I haven't really been inspired to blog much lately. Sometimes I just get sick of myself and my thoughts and I don't feel like listening to the incessant yacking going on in my mind. I've actually been leading a very boring existence the last few weeks. Work, train, dogs, sleep and that's about it. I think I'm becoming a little anti-social. My dogs and the mutts I take care of are kind of spoiling me. No verbal sparring, no complex thought process's and less bullshit. Growl and bark...so simple.
With only 4 weeks to go till my first Marathon of 2014, I'm beginning to get nerved up about it. Having missed a solid month of buildup training I'm having to cram in the runs and biking. The last two days were a complete washout. I took Friday off to rest and catch up on some work I had gotten behind on. Today I just didn't have any ambition to even get out of bed. Tomorrow I'm planning on kicking my ass a bit and getting in a long tempo run.
I just finished the book "Hanson's Marathon Method" and I'm becoming a little overwhelmed with different Marathon training methods. It's time to just to settle into a training program that's consistent. Right now I seem to be all over the place. I'm using a lot of my training time on the bike rather than beating up my legs with running.
I have settled on my running shoe of choice. The Brooks Pure Connect.
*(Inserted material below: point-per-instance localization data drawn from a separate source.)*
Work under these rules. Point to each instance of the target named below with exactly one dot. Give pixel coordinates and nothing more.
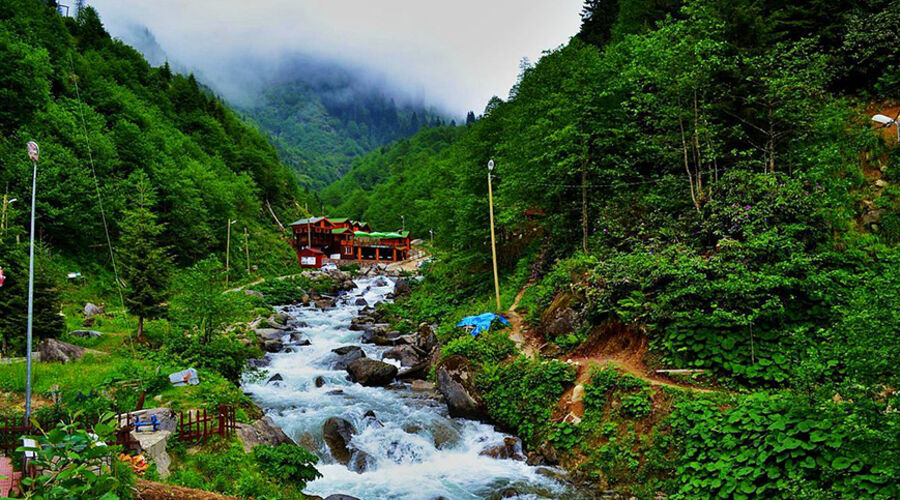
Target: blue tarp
(481, 322)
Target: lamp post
(493, 239)
(228, 249)
(6, 203)
(887, 121)
(33, 153)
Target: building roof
(384, 236)
(311, 220)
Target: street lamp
(33, 153)
(228, 249)
(887, 121)
(493, 238)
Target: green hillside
(703, 179)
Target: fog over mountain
(451, 55)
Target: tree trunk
(585, 228)
(687, 164)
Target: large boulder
(456, 382)
(91, 310)
(56, 351)
(85, 334)
(510, 448)
(371, 372)
(401, 287)
(338, 433)
(346, 355)
(263, 431)
(407, 355)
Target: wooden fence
(196, 427)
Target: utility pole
(33, 153)
(493, 239)
(247, 249)
(228, 249)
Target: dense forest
(704, 175)
(322, 117)
(120, 141)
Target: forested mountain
(113, 130)
(321, 116)
(703, 176)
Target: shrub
(520, 395)
(287, 461)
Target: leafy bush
(75, 464)
(521, 394)
(287, 461)
(489, 347)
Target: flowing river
(416, 451)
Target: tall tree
(145, 264)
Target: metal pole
(493, 240)
(247, 249)
(30, 300)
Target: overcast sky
(451, 54)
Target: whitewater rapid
(417, 451)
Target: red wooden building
(347, 239)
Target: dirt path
(621, 347)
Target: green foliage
(75, 464)
(777, 445)
(521, 394)
(145, 265)
(287, 461)
(223, 467)
(198, 303)
(489, 347)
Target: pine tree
(145, 263)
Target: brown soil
(147, 490)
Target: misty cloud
(452, 55)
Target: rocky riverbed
(354, 392)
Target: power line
(87, 143)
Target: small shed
(311, 258)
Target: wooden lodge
(345, 239)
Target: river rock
(57, 351)
(457, 384)
(263, 431)
(511, 448)
(371, 372)
(347, 355)
(405, 354)
(91, 310)
(401, 287)
(85, 334)
(338, 433)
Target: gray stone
(371, 372)
(57, 351)
(263, 431)
(85, 334)
(338, 433)
(91, 310)
(347, 355)
(457, 384)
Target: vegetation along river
(411, 448)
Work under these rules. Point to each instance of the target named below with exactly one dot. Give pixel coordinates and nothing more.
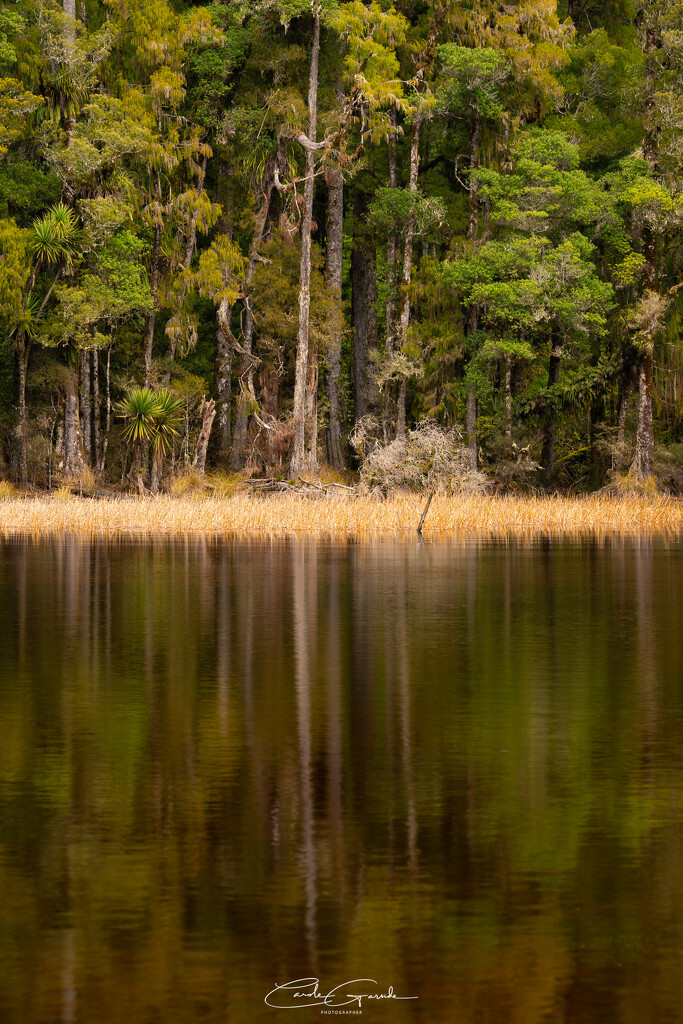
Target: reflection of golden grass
(342, 517)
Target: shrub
(427, 457)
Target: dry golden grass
(363, 518)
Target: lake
(455, 772)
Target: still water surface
(457, 771)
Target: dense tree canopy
(308, 218)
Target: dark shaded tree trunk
(508, 399)
(335, 252)
(73, 461)
(247, 398)
(642, 460)
(86, 406)
(302, 376)
(391, 246)
(190, 242)
(472, 235)
(548, 456)
(359, 307)
(222, 373)
(108, 406)
(96, 422)
(404, 314)
(154, 286)
(207, 414)
(22, 357)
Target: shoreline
(396, 517)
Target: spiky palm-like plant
(152, 419)
(167, 416)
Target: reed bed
(354, 518)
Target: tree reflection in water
(456, 770)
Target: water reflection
(455, 770)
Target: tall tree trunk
(472, 233)
(298, 451)
(154, 285)
(95, 409)
(642, 460)
(247, 398)
(108, 419)
(190, 243)
(372, 335)
(548, 456)
(73, 461)
(508, 399)
(391, 286)
(207, 413)
(391, 244)
(22, 351)
(223, 348)
(404, 314)
(157, 469)
(473, 227)
(359, 281)
(86, 406)
(335, 246)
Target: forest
(273, 238)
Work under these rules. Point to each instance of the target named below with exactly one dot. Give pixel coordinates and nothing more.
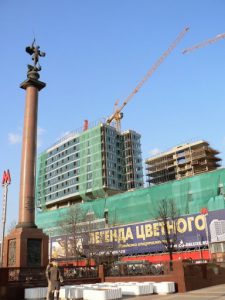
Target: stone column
(27, 245)
(28, 161)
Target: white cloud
(155, 151)
(14, 138)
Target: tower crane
(117, 114)
(205, 43)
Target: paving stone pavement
(210, 293)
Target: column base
(25, 247)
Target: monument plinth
(27, 245)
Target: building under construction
(94, 163)
(182, 161)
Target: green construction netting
(190, 195)
(41, 180)
(91, 160)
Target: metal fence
(136, 269)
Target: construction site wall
(190, 195)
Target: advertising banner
(193, 232)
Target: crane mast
(118, 115)
(204, 43)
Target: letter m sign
(6, 179)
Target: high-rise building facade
(94, 163)
(182, 161)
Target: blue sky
(97, 52)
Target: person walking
(54, 278)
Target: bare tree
(167, 215)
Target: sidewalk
(210, 293)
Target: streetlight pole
(6, 180)
(204, 212)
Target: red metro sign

Due to the fact I have an injury from a long time ago. I actually tore my Achilles tendon and had two operations which left a lot of scarring. I had to modify the shoes by cutting away part of the heel to accommodate the scar.
They feel great now. LIGHT! minimal and fast!
The Oakland Marathon will probably be a tough one for me and I'm not completely confident about getting a qualifying time for Boston. There's a bit of altitude to deal with. I'm hopeful and will try as hard as I can to nail my 3:55 time. My fastest Marathon time is 4:04. I should be able to do it if I'm feeling good that day and I stay injury free for the next month.
Valentines Day was the anniversary of my oldest rescue dogs adoption. Since then I've adopted two more dogs and I'm quite sure I could easily turn into one of those crazy dog hoarders like you see on the A&E Channel. I have a thing for black dogs. I love that color and black dogs carry a stigma. Crazy cultural superstitions and black dogs don't look as beautiful on the internet adoptions sites as do other color dogs. Black dogs and cats are the least adopted, and have the highest rate of euthanasia.
It's become a passion over the past few years of photographing my dogs. I think I'm getting pretty good at getting the light right.
I love my dogs and I don't know how I got through most of my life with out them. They are my true friends.
When I'm out killing myself on my bike or running a million miles. I can push through the pain just knowing when I finish I can crawl into bed with my doggies find my peace and comfort.